We spent a few days at El Rompido in Autumn 2011. We last visited in 2004. There seemed to be many more boats moored off the yacht clubs in the approach to the village from the entrance, and a marina below the lighthouse where there had been none!
El Rompido is a very pleasant holiday village situated on the estuary of the River Piedra. As such, it has plenty of bars and restaurants to complement the sand dunes which protect it from the Atlantic beyond. The dunes have been designated a National Park. West of the village, extensive sand dunes back the beach along northern bank of the estuary to the entrance, and beyond to the east. Walking tracks exist along both banks, the northern one through saltmarsh backed by woods.

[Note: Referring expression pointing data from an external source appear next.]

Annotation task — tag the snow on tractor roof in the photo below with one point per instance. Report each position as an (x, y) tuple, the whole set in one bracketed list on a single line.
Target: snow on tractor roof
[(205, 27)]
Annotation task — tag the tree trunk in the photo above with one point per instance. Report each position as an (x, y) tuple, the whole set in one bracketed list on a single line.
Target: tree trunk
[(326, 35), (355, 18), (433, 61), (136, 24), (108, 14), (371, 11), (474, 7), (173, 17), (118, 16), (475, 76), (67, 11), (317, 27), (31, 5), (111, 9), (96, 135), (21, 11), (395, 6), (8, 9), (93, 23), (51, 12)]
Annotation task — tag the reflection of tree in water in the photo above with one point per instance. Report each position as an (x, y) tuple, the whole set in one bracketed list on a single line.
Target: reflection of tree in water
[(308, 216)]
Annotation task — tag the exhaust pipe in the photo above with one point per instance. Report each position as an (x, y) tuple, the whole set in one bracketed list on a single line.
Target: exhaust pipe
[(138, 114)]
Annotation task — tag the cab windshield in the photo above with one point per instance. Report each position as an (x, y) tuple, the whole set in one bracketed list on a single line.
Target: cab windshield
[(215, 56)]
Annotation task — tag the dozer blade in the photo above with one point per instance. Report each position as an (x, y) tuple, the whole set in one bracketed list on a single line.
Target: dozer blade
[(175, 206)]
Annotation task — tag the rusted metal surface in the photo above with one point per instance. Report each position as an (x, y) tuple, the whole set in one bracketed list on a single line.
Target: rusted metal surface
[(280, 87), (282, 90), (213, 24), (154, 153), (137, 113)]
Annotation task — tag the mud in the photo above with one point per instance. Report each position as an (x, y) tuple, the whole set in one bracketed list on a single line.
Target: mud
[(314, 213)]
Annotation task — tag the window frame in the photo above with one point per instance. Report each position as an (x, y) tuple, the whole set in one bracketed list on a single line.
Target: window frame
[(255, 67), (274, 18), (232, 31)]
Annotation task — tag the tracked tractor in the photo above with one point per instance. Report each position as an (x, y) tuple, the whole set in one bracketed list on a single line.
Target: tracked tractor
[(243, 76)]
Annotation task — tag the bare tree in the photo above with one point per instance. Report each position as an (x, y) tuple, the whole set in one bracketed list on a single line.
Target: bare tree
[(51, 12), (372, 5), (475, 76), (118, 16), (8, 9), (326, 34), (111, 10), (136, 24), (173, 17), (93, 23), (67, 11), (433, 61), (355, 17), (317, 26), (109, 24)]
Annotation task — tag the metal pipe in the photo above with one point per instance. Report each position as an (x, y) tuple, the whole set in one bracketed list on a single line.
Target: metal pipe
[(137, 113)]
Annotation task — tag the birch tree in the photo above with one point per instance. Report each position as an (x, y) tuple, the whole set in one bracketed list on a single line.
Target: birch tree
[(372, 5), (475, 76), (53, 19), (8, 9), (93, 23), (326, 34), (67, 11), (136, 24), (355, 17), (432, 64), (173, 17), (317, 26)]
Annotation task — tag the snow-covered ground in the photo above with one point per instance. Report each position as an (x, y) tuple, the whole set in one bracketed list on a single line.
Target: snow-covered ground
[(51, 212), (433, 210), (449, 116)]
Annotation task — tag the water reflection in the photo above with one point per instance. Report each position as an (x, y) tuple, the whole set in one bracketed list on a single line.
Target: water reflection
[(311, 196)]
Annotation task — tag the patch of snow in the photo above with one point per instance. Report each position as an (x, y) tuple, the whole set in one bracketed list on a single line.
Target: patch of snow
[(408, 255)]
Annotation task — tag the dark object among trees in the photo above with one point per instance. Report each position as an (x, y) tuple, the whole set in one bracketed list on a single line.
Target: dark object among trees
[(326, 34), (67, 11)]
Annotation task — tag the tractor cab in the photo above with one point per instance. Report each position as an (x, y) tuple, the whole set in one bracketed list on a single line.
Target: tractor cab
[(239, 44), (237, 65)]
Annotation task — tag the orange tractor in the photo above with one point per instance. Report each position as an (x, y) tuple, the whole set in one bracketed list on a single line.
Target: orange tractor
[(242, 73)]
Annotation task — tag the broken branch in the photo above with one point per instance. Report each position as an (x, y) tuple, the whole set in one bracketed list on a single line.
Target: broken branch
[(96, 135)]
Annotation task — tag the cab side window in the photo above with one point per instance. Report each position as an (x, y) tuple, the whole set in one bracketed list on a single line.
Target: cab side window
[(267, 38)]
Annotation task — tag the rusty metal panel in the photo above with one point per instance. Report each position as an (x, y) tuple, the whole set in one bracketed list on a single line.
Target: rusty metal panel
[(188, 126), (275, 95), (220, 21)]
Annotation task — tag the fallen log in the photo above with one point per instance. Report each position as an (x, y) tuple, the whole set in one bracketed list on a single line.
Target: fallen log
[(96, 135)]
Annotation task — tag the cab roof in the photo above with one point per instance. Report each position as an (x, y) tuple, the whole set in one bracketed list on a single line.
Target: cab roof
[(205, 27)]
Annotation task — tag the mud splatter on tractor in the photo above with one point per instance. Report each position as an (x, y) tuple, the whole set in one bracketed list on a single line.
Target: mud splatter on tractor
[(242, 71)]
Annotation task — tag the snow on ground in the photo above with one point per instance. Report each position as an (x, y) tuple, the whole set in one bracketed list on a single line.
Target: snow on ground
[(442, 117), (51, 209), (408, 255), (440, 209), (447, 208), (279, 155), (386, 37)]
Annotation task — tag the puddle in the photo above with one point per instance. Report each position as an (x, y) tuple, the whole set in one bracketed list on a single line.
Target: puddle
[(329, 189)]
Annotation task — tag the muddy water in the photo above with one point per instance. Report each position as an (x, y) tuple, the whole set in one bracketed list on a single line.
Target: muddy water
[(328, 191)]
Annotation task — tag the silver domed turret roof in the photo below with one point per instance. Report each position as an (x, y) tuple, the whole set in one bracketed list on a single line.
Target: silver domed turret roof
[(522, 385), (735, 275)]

Above the village, the river is empty, wide and deep enough to provide a delightful anchorage for about 1.5 miles, as far as the small marina at El Terron. Beyond the green starboard hand buoy just before El Terron depths shallow, although small boat moorings extend well up river.
The buoyage differed considerably from that indicated on our quite recent (electronic) chart. The entrance was at 7 02.17W, 0.4nm east of the position shown on the 2010 CMAP charts. As the sandbar shifts, the buoys are moved to take account of the situation. The least depth we found entering was around 3.3 metres, two hours before high water springs (0.7 metres at datum). It is best to make for the first (No.2) port hand buoy at 37 11.7N, 7 02.18W, on a northerly course. It is situated close south of the sandbar. Pass this close to port, then steer a fair course to leave successive green, red and green buoys on the appropriate side, until deeper water is found running close to the beach on the north side. There are green starboard hand buoys outside the lines of moored boats in the run upriver: depths in the channel are adequate, but appear to come up at isolated points (close to the green buoys?).
|Our actual course according to the position of the buoys|
differed substantially from the charted position
|No2 buoy, just off the sandbank, No 1 being missing|
There has been some dredging performed further west, in order to create a more direct entry to the harbour. At this point in time the sand is still shifting, and there remains a bar that would for the time being prevent its use. Wolfgang hoped that this entrance might be in use from 2012. If so, the entrance will be at approximately 7 03.1W and the buoys moved accordingly.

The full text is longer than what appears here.